Lanciano il veicolo come ariete contro il portellone, colpo grosso in ditta a Fossò

A poche ore dall'incendio doloso alla Nuova Ecologica 2000, domenica furto pesante alla vicina Invemet srl. I delinquenti sono fuggiti con i catalizzatori e un furgone dell'azienda

Sfondano il portellone del capannone con un veicolo lanciato come ariete, poi fanno razzia del materiale trovato all'interno e lo caricano a bordo di un furgone della ditta, scappando in pochi minuti anche a causa del sistema d'allarme che è scattato subito. Colpo grosso domenica pomeriggio alla Invemet srl di via Zona Industriale VIII Strada a Fossò, a poche decine di metri di distanza dalla Nuova Ecologica 2000, lo stabilimento che la notte tra sabato e domenica ha subito un grosso incendio doloso. Due persone incappucciate sono state immortalate dalle telecamere mentre mettevano piede nel sito e versavano del condustibile in corrispondenza delle cabine di guida di un paio di camion. Alla fine sono stati quattro quelli distrutti dal rogo doloso, su cui stanno indagando i carabinieri della compagnia di Chioggia. 
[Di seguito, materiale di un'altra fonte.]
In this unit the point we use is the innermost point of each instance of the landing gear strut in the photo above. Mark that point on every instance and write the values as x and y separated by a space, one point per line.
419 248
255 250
Come detto, a mezza giornata di distanza, un furto con un veicolo usato come ariete. La Invemet si occupa di recuperare metalli di valore dai catalizzatori esausti di auto. I delinquenti sanno che questa può essere un'attività che assicura guadagni, e per questo hanno cercato di far razzia il più possibile. Anche perché il processo di lavorazione è piuttosto complesso e serve una gran quantità di materiale affinché l'operazione diventi redditizia. Tanté: i delinquenti hanno usato le "cattive", impadronendosi di diverso materiale (non quanto avrebbero voluto perché l'allarme è scattato immediatamente) per poi fuggire con uno dei furgoni della ditta. I malintenzionati si sarebbero allontanati verso la zona del Padovano. La  prima segnalazione è arrivata da una guardia giurata, intervenuta sul posto subito dopo che l'allarme era scattato verso le 14. Al vaglio dei carabinieri eventuali indizi che potrebbero portare a individuare i delinquenti: il furgone sarebbe stato ritrovato a Cadoneghe, nel Padovano.
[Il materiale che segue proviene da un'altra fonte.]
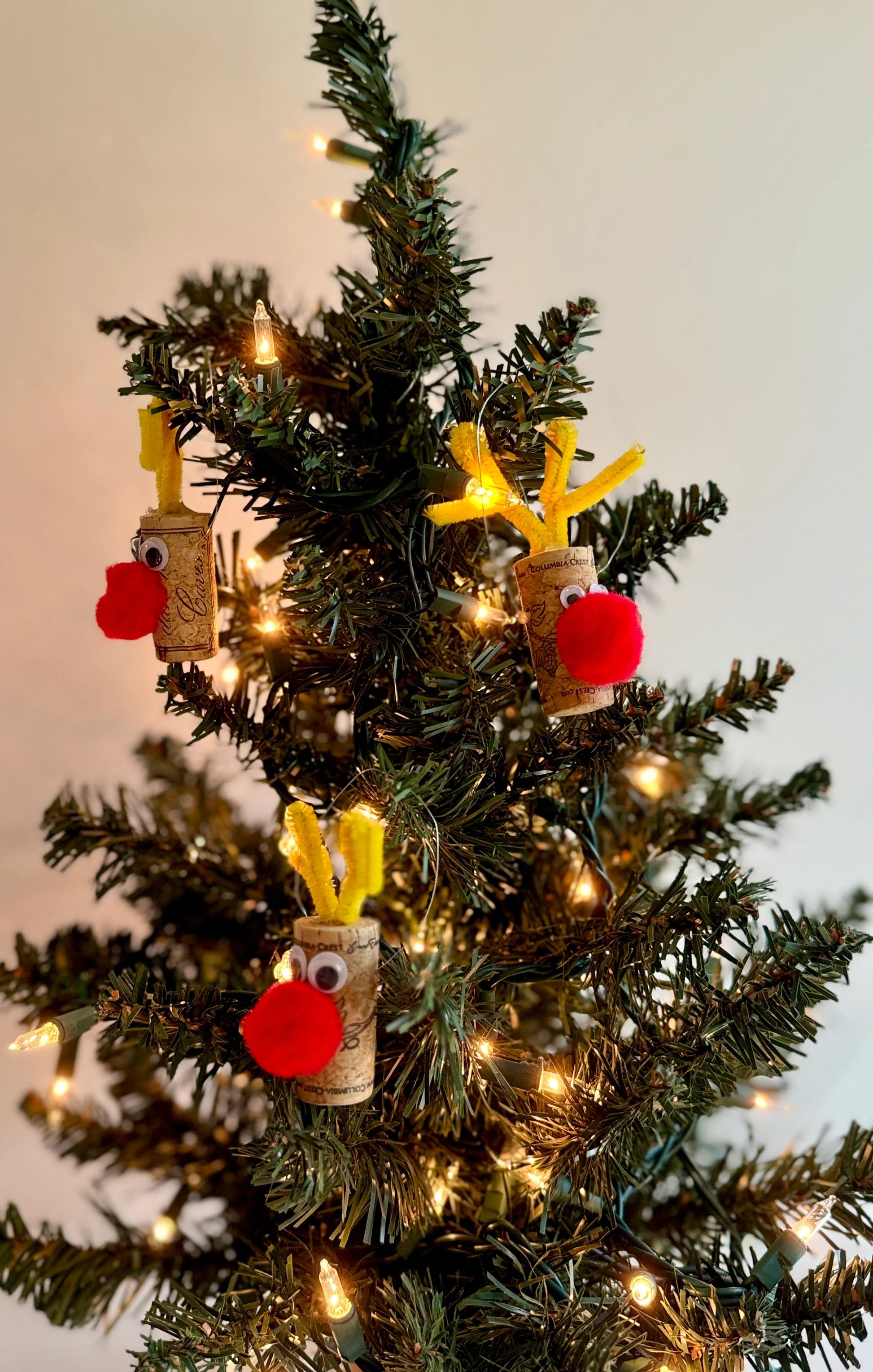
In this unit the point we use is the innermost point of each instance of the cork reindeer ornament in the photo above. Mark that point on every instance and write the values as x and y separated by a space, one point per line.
169 591
319 1021
583 639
Pochi minuti prima, a Tombelle di Vigonovo, alla "Maniero Elettronica", verso le 13.40 qualche malintenzionato ha forzato la porta del capannone e si è intrufolato nella ditta di viale Serenissima. I sensori hanno permesso al titolare di ricostruire l'intero "itinerario" dell'intruso, che si è mosso tra i vari ambienti della ditta. Per fortuna il ladro non ha trovato nulla da rubare, o comunque non ha fatto tempo di portarsi via alcunché. Anche in questo caso sul posto prima sono intervenuti una guardia giurata e il titolare, poi i carabinieri. Indagini in corso.